HA! I struggled with this for several years… I would take one test, of course it would tell me I was musically inclined (which was not much of a guess cause i grew up in that environment) but I never consider that an “important” gift.  I would take another test and it would tell me a completely different set of gifts.  The problem is (which I found is a default of pastors and psychopaths) I can read people really well–aka read surveys really well and almost tell you exactly what categories are there without knowing the answer.  I enjoy taking surveys not because I want to figure out who I am, but see if I can fit my life into a definition.  Something I think all of us try to do.  And yet, thinking back on it–I didin’t need a survey to tell me who I was.  I only needed God and His Word, and when I do things that are of God, that are good, I should be thankful they are his gifts.  And then I should use them for His glory and to help others.  That’s the point, really.  Kingdom focused, not self-centered.

Despite this rediscovery–I did learn a lot about myself.  First, I learned that I HAD faith.  I think for years, because I grew up in church and didn’t actually get it when they talked about finding Christ in the lives because I have honestly never not known who Christ is, I believed I didn’t have real faith.  I wasn’t like this person who found Christ or that person who went on a mission trip.  I was just me, who went to church, who loved it and wanted to spend time with the people who matter (church friends mostly) and do fun stuff at church.  It was shocking when I actually accepted the idea that I had belief in God and could inspire others (if worked upon) to have belief.  Again–That was a shock to me, since I had never known anyone that I had personally “brought to Christ.” Yet, somehow I was still acknowledge for having faith.

I also learned that I have the gift of knowledge. Now–honestly, what in the heck (sorry) am I suppose to do with that? I love learning.  I love knowing everything about what is going on. I don’t like being left in the dark.  Honestly, just ask my husband.  He surprises me all the time and it can truly freak me out sometimes.  And I think in trying to figure out what to do with my gifts I have figured out the whole point I mentioned earlier.  The gifts are God’s, for His people, and as a community of the Living Word we are to work towards His Kingdom with the tools He has already given us.  Again, Kingdom Focused, not human-centered.

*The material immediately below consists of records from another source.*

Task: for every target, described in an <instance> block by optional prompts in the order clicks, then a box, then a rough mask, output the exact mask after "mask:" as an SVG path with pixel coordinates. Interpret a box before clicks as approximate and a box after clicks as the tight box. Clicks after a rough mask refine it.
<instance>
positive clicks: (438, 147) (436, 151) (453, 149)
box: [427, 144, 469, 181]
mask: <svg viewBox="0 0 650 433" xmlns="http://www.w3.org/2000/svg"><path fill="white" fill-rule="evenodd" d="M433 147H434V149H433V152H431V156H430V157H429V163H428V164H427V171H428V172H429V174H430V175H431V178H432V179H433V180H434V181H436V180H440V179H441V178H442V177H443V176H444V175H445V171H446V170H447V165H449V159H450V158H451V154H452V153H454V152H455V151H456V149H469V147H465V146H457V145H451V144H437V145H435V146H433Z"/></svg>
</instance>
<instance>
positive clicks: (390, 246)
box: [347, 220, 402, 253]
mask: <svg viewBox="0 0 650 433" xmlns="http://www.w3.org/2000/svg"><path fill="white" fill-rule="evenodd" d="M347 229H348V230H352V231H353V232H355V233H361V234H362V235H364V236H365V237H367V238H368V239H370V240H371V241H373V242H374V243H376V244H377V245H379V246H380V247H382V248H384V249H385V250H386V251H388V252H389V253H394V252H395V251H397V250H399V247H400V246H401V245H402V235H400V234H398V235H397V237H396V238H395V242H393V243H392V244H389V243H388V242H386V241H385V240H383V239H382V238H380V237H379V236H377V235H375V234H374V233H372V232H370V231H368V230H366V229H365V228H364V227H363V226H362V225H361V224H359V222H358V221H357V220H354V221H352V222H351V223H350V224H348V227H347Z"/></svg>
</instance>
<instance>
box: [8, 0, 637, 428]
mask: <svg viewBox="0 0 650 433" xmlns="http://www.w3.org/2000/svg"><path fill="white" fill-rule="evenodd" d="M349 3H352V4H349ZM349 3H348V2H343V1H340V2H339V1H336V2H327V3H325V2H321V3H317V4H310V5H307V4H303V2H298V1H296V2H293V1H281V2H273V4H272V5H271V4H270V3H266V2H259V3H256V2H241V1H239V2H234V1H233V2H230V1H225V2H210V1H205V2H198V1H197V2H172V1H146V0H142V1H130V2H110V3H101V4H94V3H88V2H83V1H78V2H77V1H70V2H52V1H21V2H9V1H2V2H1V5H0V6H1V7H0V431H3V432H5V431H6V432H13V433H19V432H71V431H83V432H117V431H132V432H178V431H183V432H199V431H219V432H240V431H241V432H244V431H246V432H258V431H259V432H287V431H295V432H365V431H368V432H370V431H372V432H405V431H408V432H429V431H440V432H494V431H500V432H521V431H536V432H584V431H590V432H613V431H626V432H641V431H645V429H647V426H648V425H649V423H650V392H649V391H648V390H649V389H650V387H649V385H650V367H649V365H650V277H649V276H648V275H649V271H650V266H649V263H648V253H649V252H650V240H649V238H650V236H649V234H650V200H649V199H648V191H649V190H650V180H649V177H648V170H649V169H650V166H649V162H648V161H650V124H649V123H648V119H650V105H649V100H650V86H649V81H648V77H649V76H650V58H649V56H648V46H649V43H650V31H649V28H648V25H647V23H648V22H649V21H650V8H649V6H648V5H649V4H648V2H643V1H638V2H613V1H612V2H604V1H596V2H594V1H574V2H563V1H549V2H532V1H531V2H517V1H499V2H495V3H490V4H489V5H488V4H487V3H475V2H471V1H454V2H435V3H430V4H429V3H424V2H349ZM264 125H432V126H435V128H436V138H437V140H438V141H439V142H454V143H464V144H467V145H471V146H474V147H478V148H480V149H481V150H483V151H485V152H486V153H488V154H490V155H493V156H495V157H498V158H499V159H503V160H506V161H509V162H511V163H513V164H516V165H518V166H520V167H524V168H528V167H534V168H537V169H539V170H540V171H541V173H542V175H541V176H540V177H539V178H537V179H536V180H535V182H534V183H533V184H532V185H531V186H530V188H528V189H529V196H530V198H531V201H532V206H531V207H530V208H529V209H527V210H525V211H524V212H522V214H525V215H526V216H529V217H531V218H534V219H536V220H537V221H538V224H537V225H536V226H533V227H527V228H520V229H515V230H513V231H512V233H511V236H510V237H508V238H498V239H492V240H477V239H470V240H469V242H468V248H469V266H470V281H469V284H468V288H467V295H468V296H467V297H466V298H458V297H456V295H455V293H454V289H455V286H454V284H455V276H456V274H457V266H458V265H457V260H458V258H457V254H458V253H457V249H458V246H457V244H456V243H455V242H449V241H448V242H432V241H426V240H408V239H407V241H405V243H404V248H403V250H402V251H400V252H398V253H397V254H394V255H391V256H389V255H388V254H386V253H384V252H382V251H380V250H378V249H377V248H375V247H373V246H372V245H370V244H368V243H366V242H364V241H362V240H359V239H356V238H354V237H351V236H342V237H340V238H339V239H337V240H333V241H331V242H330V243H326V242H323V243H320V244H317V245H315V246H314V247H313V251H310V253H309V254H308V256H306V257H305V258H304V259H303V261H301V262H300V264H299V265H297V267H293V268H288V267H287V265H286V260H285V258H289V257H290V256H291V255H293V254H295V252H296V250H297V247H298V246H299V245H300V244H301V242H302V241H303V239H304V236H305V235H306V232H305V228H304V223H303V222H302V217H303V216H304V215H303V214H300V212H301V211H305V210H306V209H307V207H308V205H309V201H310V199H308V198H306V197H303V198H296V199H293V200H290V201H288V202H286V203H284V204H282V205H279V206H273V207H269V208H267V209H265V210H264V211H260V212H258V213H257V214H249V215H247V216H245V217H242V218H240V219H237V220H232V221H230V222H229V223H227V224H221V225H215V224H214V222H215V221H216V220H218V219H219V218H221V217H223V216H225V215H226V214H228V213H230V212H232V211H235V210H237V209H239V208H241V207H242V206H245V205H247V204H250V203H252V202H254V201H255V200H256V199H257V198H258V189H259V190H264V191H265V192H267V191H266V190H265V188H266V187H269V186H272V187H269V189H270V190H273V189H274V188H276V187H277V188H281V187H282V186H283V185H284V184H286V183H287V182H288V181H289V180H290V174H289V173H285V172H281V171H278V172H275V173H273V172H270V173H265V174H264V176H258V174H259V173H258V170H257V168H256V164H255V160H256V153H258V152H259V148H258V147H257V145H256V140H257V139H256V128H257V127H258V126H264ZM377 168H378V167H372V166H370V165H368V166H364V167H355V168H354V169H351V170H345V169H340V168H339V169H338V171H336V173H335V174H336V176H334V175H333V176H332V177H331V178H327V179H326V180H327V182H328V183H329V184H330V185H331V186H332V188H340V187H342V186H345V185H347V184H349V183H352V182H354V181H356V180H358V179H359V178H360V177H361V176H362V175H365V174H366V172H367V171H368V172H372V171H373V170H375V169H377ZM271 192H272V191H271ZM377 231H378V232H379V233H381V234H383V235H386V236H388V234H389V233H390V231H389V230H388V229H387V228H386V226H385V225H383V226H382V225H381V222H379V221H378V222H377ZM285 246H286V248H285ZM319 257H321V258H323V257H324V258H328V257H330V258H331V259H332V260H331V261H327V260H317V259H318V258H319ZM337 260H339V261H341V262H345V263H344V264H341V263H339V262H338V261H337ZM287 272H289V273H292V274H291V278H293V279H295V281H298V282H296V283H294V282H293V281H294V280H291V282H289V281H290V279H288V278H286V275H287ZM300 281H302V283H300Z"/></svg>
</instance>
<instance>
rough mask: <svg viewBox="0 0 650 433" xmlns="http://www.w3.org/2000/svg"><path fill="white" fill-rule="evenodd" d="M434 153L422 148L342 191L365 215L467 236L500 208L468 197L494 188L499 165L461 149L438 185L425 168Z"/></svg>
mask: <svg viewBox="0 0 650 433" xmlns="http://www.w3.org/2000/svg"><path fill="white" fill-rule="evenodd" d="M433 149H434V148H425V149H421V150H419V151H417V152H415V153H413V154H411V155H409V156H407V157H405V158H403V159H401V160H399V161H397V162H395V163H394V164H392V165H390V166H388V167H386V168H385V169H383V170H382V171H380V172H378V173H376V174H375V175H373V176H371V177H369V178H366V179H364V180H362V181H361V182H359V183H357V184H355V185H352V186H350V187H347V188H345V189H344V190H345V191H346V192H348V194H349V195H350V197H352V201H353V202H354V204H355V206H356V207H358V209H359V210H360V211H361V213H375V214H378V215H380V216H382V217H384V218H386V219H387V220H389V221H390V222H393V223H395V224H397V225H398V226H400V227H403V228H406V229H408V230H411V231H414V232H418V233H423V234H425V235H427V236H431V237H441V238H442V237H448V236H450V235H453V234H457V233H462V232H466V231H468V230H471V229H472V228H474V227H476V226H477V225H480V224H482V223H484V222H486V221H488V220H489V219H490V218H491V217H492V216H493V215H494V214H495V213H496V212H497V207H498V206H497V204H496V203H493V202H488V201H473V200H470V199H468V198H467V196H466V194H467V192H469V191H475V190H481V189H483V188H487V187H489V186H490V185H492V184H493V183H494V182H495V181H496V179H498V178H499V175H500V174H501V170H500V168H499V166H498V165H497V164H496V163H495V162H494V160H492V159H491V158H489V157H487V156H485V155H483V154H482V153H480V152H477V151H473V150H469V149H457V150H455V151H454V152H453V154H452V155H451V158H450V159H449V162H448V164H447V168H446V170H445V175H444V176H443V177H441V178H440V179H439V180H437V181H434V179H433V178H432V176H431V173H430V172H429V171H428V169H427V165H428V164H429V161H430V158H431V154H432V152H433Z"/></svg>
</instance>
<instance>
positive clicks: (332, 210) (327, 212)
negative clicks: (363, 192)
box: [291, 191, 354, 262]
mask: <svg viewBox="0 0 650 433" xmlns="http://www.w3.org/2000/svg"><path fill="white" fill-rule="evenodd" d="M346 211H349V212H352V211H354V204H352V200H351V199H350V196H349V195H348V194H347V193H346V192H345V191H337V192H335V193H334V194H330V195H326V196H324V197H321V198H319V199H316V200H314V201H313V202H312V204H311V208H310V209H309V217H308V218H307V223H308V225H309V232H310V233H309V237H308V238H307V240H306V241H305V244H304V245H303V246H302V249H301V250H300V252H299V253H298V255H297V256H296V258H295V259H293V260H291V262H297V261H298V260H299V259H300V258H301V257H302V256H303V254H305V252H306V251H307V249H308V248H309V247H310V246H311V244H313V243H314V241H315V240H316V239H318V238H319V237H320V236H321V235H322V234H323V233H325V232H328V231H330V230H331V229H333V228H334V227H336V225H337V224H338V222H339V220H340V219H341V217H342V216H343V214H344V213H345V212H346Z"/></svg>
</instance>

Finally, I learned I did not have one specific gift (and I already knew this but its kind of a  big one)– Prayer.  I noticed prayer was not on my high point of spiritual gifts. And as a challenge I worked on trying to be more active because prayer is emphasized so much in the biblical text as something needed for faith and working for God.  However, as time moved on, I realized that God didn’t NOT give me this gift.  It’s just defined a little differently.  Yes–I struggle (as most younger adults do) with silence and meditation.  But I feel like I pray every time I take a moment and stop, consider God, talk with Him and acknowledge Him.  My “pause buttons” are not defined movements where I write a letter (explain to me again why all prayers start like this…) to God who is probably already in tune with my wants, needs, my prayers and my concerns.  They are truly as if I hit “pause” on the remote of life and turned my way towards God to get a little feedback or talk about something I just saw on the television “LIFE.”

So next time you get to Corinthians and see Paul talking about spiritual gifts and wonder “There’s no way I fit into that bubble”, I hope you consider some things first, talk to God first and enjoy what crazy stuff He has to offer.